Monitoring on therapy − Signs and symptoms should begin to show improvement within 24 to 48 hours following the initiation of appropriate therapy; if this does not occur, repeat imaging should be performed and surgery with biopsy for culture and histology should be considered. (See 'Response to therapy' above.)

Switch to oral therapy − For patients with orbital cellulitis whose infection responds promptly and in whom there is no evidence of abscess, it is reasonable to switch to oral therapy after the patient is afebrile and the eyelid and orbital findings have begun to resolve substantially. If definitive culture data are available, oral therapy should be directed against the infecting organism(s). (See 'Switch to oral therapy' above.)

Duration of therapy − For patients with orbital cellulitis, we continue antibiotics until all signs of orbital inflammation have resolved, and for a total of at least two to three weeks (including both intravenous and oral therapy).
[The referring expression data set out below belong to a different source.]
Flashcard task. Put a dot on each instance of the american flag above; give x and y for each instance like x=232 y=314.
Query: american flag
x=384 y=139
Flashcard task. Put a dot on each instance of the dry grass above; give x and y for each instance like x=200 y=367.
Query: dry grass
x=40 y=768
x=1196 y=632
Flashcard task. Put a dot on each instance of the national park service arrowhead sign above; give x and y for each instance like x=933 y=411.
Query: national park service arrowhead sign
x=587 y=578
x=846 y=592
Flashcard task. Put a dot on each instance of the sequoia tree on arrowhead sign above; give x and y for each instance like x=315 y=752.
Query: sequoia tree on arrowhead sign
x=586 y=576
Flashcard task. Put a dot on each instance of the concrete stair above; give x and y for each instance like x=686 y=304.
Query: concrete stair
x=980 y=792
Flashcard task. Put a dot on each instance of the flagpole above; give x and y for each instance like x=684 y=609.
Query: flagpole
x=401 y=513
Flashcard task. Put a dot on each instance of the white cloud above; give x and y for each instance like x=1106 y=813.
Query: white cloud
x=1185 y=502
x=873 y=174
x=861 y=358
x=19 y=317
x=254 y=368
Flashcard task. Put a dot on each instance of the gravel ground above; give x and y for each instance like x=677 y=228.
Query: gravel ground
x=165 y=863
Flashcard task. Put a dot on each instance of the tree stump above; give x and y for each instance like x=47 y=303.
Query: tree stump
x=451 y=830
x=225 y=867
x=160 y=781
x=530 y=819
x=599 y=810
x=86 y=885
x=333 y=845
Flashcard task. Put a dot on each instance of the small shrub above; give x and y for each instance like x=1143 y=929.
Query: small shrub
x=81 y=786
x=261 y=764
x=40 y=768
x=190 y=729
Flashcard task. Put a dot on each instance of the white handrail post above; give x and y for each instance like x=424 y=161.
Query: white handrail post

A longer period (at least four weeks) is recommended for patients with severe ethmoid sinusitis and bony destruction of the sinus. The management of the complications of orbital cellulitis is discussed separately. (See 'Duration' above and "Acute bacterial rhinosinusitis in children: Microbiology and management", section on 'Complicated ABRS'.)

Indications for surgery − The main indications for surgery are a poor response of the infection to antibiotic treatment, worsening visual acuity or pupillary changes, or evidence of an abscess, especially a large abscess (>10 mm in diameter) or one that fails to respond promptly to antibiotic treatment. (See 'Surgery' above.)